Pinho is not particularly concerned with such obstacles. “There's a lot to be expected from distributing the code,” she says. Sharing data is more difficult, but there are solutions. If researchers are unable to share the data, they can provide instructions on how to collect a suitable dataset themselves. Or, you can arrange for a small number of reviewers to access the data and validate the results for everyone else, Khaibe-Kains says.



The biggest problem is with the hardware. DeepMind claims that large projects like AlphaGo or GPT-3 that big labs spend money on will benefit everyone in the end. Inaccessible to other researchers in the early stages, AI, which requires huge computing power, often becomes more efficient and more accessible during development. “AlphaGo Zero outpaced its predecessor, AlphaGo, using much less computing power,” said Koray Kavukchuoglu, vice president of research at DeepMind.



In theory, this means that even if the study is reproduced late, it will still be possible. Kavukchuoglu notes that Jean-Carlo Pascutto, a Belgian programmer at Mozilla who writes chess and go programs in his spare time, was able to replicate a variant of AlphaGo Zero called Leela Zero using algorithms described in DeepMind's papers. Pigno also believes that flagship studies such as AlphaGo and GPT-3 are rare. She says that most AI research works on computers available to the average lab. And such a problem is not unique to AI. Pinho and Benayhom point to particle physics, in which some experiments can only be performed on expensive equipment such as the Large Hadron Collider.

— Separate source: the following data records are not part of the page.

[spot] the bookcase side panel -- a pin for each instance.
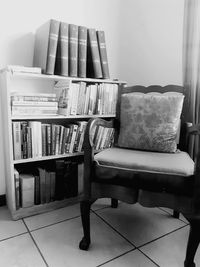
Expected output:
(7, 140)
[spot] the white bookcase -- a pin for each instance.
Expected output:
(35, 83)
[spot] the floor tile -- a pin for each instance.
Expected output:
(8, 227)
(132, 259)
(101, 203)
(59, 243)
(20, 251)
(55, 216)
(138, 224)
(181, 217)
(170, 250)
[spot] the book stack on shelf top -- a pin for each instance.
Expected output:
(71, 50)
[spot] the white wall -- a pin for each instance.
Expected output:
(151, 47)
(144, 37)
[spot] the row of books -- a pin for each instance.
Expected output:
(86, 99)
(69, 98)
(34, 139)
(70, 50)
(44, 184)
(34, 104)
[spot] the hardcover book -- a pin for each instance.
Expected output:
(94, 64)
(62, 60)
(46, 39)
(103, 54)
(82, 51)
(73, 50)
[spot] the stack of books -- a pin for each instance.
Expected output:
(34, 139)
(86, 99)
(33, 104)
(71, 50)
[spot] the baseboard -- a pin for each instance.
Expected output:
(2, 200)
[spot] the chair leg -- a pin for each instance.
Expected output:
(176, 214)
(114, 203)
(85, 217)
(193, 242)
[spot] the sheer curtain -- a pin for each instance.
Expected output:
(191, 64)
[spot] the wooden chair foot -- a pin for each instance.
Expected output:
(114, 203)
(84, 244)
(176, 214)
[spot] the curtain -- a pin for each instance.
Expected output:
(191, 65)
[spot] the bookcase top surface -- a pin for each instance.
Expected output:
(57, 77)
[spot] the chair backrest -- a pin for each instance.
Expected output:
(160, 89)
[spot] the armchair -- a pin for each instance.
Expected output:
(147, 165)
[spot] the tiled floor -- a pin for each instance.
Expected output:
(128, 236)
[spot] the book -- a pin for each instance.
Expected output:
(46, 39)
(17, 188)
(59, 187)
(42, 175)
(16, 134)
(94, 63)
(62, 61)
(103, 54)
(82, 51)
(27, 185)
(63, 91)
(73, 50)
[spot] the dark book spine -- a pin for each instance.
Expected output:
(59, 193)
(62, 62)
(103, 54)
(82, 51)
(73, 50)
(52, 46)
(94, 57)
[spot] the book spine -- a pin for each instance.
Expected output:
(16, 130)
(17, 189)
(73, 50)
(62, 61)
(82, 51)
(103, 54)
(95, 57)
(52, 46)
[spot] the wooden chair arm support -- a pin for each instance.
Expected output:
(89, 152)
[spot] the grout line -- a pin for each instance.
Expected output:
(35, 244)
(51, 224)
(173, 217)
(116, 257)
(171, 232)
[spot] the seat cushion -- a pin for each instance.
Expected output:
(151, 171)
(178, 163)
(150, 121)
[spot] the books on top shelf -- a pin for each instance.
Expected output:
(62, 59)
(46, 39)
(70, 50)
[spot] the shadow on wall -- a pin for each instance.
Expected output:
(20, 50)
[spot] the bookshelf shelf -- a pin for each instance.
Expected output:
(12, 82)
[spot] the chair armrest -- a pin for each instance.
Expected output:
(89, 152)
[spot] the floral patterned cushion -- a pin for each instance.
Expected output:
(150, 121)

However, physics experiments are carried out at the LHC by several laboratories together. And large AI experiments are usually carried out on equipment owned and controlled by private companies. But Pinho says that this is changing too. For example, the Compute Canada group is assembling computing clusters to enable universities to conduct large-scale AI experiments. Some companies, including Facebook, give universities limited access to their equipment. “The situation is not completely resolved,” she says. "But some doors are starting to open."





, . . Google, , Nature , , Google - .

: , , ( ). . .




Haibe-Kains doubts. When he asked the Google Health team to share the code from his cancer diagnosing AI, he was told that the code still needed further testing. The team reiterates this same excuse in a formal response to the criticism of Haibe-Kains, also published in Nature. “We are going to put our programs through rigorous testing before being used in a clinical setting, working with patients, service providers and regulators to make everything work efficiently and safely.” The researchers also stated that they are not allowed to share all the medical data they use.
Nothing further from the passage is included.